There was, however, a concept I picked up while on vacation. It came from one of the transplants I met. He said something along the line of “I know I’ll get what I need to survive.” I’ve heard ideas like that before but it is usually from a 12-stepper who is still trying to believe it himself. It also usually has a spiritual connotation like “God will provide.” But, this time, it was different. While he is a 12-stepper, it probably helped that this guy is a techie by trade like me. It seemed like he meant that he knows his own ability to perform and earn a living based on his own merit. I like that because I think I am capable of adapting, adopting, and improving. So I can hold my own. When push comes to shove, I will be OK.

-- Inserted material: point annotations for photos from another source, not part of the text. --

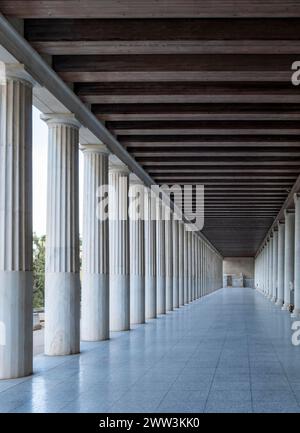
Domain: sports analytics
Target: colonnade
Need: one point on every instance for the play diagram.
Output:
(132, 269)
(277, 266)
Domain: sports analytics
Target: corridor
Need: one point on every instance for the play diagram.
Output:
(230, 351)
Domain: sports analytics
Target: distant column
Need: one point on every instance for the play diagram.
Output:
(160, 259)
(169, 259)
(186, 265)
(95, 247)
(175, 256)
(62, 281)
(296, 312)
(15, 223)
(150, 255)
(181, 262)
(289, 257)
(137, 251)
(280, 270)
(119, 294)
(275, 265)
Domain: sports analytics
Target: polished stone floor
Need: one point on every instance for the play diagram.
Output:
(228, 352)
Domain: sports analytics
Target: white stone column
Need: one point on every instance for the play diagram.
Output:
(280, 266)
(271, 268)
(119, 302)
(137, 250)
(289, 257)
(160, 259)
(193, 256)
(175, 256)
(275, 265)
(169, 259)
(296, 312)
(181, 262)
(62, 282)
(15, 223)
(95, 246)
(150, 255)
(190, 278)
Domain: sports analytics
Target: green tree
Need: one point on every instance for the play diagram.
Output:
(38, 271)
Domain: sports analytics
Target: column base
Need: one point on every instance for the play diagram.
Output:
(137, 299)
(279, 302)
(169, 294)
(16, 328)
(95, 307)
(161, 294)
(62, 313)
(119, 312)
(296, 313)
(150, 296)
(175, 292)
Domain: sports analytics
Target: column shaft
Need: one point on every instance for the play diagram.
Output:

But that is not enough to get me out the door. I need a different perspective. And I think I have found it.

What if I wanted to start a business of my own, making and selling a product that I love? (One of the down sides to my current job, or any that I’ve held, is that I am not emotionally vested.) Let’s say I know what the product is and how to make it. I also have the means to start the business, i.e. capital. All of that would put me ahead of millions of people who do not like their jobs but don’t know what else they might want to do. I wouldn’t be stuck and it would be a shame if I stayed where I was and wasted my abilities.

That is kind of where I am now. I know what I want to do and have the knowledge and means (stake) to do it. Couple that with the “I know I’ll get what I need” concept and I could go bust in 3 months but still land on my feet. I have no reason to think otherwise.

My Loyal Three know I have written about this before. But I swear I am so much closer to actually doing it. I wrote this so I won’t forget.

SEEYa

Monday, July 03, 2006

Aloha, bitches!

I'm back. What's that? You didn't know I was gone? Well that's probably because I didn't write about my vacation before leaving. I spent a week in Maui and did mostly nothing. It was glorious.

Each day I woke up around 10am (I love living without an alarm clock) and started things off with a complimentary breakfast buffet. Then I headed back to my room and let the food settle for about half an hour before going to work out. The resort's fitness center is the best I have ever seen in a hotel. And the lack of other people in the gym made my time in there like a vacation within a vacation. After working out, I lied on the beach or poolside for 1 or 2 hours. Oh, man, am I ever tanned.

It was everything I had hoped for...and less (in this case, less is more). But now I'm back at work. As I expected...still nothing for me to do. And with most people having taken the day off to make for a 4-day weekend (including July 4 tomorrow), I won't be hanging around here for long. This evening, I'll be off to Scott's house to see my godson and watch fireworks.

I've already written more than I had expected since I'm not really in a writing mood. But I intend to resume later and go into detail about my time on Maui. Oh, yeah... I will also be writing about a poker tourney/party for my friend Jeff's 30th. Kid and Joe were there and we played cards 'til the sun came up.